Study at a local college (not a university)
State-sponsored technical, vocational, community-based colleges are usually the most affordable and accessible means of study. Colleges provide more practical hands-on training at the lowest cost of all registered training providers. In addition, they are accessible because they are based mainly in rural areas. You will then not have the cost of moving to the city where accommodation is expensive.
What about the cost of International study?

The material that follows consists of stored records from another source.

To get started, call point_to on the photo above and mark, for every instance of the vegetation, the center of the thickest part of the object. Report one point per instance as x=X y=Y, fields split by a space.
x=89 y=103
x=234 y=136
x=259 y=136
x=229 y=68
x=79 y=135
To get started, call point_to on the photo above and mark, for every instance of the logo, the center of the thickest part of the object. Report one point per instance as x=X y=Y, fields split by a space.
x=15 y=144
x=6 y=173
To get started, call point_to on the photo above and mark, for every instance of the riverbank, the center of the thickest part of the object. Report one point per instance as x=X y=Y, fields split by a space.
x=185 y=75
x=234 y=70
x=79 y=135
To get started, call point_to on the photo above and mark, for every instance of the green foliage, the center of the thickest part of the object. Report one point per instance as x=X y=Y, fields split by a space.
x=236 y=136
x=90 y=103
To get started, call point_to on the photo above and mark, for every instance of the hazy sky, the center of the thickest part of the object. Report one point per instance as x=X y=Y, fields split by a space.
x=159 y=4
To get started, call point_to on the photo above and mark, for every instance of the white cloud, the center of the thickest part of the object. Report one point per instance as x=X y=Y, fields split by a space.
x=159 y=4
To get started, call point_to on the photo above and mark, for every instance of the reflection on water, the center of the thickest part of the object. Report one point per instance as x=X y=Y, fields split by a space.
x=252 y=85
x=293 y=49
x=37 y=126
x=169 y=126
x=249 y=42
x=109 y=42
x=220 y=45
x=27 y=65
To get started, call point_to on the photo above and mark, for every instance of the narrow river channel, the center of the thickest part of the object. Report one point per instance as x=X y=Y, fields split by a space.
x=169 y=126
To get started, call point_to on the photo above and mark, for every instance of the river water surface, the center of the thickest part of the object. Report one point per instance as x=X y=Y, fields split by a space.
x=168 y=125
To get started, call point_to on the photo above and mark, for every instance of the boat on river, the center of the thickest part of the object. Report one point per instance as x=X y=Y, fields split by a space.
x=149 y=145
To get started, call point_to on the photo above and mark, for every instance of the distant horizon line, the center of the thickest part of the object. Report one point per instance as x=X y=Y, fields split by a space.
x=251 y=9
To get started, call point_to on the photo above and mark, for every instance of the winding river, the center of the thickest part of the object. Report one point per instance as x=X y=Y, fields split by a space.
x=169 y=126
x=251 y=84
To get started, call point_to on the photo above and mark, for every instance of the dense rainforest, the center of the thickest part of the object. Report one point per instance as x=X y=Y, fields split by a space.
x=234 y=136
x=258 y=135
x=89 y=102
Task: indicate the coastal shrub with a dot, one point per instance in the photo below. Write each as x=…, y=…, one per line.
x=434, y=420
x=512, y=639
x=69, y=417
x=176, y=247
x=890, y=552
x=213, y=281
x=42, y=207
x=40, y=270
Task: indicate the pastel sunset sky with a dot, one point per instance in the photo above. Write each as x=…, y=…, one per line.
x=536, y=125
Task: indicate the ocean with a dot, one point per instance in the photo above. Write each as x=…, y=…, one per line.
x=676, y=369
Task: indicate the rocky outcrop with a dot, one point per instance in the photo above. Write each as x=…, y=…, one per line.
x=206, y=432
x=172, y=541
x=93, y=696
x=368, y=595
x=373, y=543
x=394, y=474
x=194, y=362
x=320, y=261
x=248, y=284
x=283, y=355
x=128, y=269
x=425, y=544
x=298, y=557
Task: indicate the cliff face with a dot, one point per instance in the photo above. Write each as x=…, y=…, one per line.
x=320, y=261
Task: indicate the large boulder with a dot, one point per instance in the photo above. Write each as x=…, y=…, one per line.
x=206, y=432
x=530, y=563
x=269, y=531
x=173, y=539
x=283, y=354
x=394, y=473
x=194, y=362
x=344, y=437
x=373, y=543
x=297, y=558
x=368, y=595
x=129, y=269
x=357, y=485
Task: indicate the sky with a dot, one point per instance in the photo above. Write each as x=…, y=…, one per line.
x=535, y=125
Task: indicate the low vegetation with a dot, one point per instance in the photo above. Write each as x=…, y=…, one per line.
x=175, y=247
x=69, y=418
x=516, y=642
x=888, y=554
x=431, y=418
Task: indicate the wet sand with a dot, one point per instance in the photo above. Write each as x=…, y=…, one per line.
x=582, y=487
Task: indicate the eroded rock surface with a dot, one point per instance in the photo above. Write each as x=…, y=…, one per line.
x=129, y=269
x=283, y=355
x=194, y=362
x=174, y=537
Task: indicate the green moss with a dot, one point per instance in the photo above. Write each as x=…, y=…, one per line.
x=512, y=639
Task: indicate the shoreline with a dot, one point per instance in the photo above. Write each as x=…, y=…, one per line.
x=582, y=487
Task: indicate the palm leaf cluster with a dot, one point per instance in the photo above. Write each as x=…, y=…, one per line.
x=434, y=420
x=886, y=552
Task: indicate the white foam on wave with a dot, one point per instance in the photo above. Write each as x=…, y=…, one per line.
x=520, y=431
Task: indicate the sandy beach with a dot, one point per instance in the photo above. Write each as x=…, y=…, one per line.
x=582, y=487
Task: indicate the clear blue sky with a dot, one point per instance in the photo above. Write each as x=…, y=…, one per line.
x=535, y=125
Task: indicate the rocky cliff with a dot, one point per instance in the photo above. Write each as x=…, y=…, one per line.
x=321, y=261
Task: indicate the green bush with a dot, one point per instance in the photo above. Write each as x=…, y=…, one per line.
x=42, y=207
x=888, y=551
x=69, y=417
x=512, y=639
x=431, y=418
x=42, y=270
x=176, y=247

Many students from Africa choose to study in another country because their home country does not offer the course they want. In some cases these more prestigious universities are in the United Kingdom and abroad. South Africa is a growing destination for international students from Africa. The reasons for this are the affordable fees, proximity to home and cost of living. For SADEC country members there are government subsidies for students from the region. South African universities have a good reputation for academic excellence and offer programmes which are not necessarily available in their home country. A cheaper and more practical option may be for you to study an undergraduate degree in your home country and follow it with a post-graduate degree abroad. This will give you the chance to identify and study a field that you are really interested in, and to prove your worth. Top universities prefer to take international students with a proven track record. You will stand a better chance of being considered for a bursary or grant.
One of the biggest barriers affecting the career choices of young people is access to finance. In some cases goals and dreams need to be reassessed and alternatives need to be considered in order to achieve what you want in life. Don’t be discouraged! Education is one of the most important investments you will ever make. As B.B. King once said, “The beautiful thing about learning is no one can take it away from you.”